In alternative embodiments, mobile computing device 1700 may
incorporate more or less input elements. For example, the display
1705 may not be a touch screen in some embodiments. In yet another
alternative embodiment, the mobile computing device 1700 is a
portable phone system, such as a cellular phone. The mobile
computing device 1700 may also include an optional keypad 1735.
Optional keypad 1735 may be a physical keypad or a "soft" keypad
generated on the touch screen display. In various embodiments, the
output elements include the display 1705 for showing a graphical
user interface (GUI), a visual indicator 1720 (e.g., a light
emitting diode), and/or an audio transducer 1725 (e.g., a speaker).
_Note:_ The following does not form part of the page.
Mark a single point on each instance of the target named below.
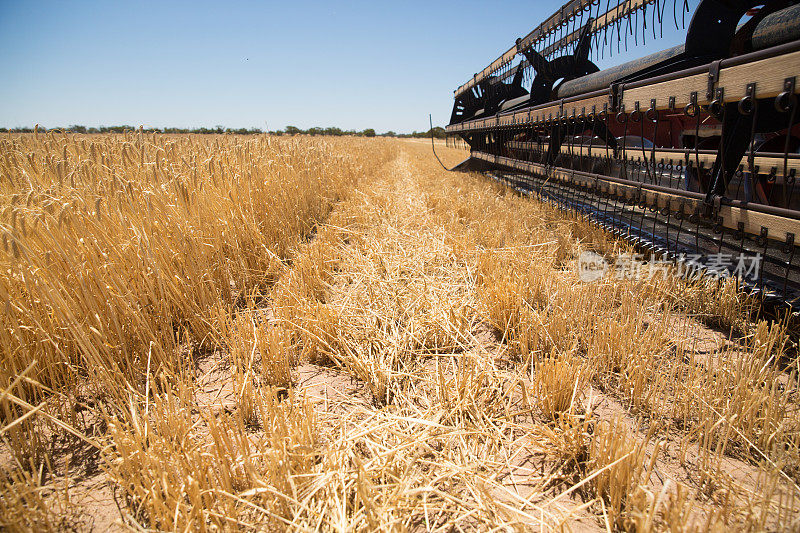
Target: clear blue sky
(354, 65)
In some embodiments, the mobile computing device 1700 incorporates
a vibration transducer for providing the user with tactile
feedback. In yet another embodiment, the mobile computing device
1700 incorporates input and/or output ports, such as an audio input
(e.g., a microphone jack), an audio output (e.g., a headphone
jack), and a video output (e.g., a HDMI port) for sending signals
to or receiving signals from an external device.
[0075] FIG. 17B is a block diagram illustrating the architecture of
one embodiment of a mobile computing device. That is, the mobile
computing device 1700 can incorporate a system (i.e., an
architecture) 1702 to implement some embodiments. In one
embodiment, the system 1702 is implemented as a "smart phone"
capable of running one or more applications (e.g., browser, e-mail,
calendaring, contact managers, messaging clients, games, and media
clients/players). In some embodiments, the system 1702 is
integrated as a computing device, such as an integrated personal
digital assistant (PDA) and wireless phone.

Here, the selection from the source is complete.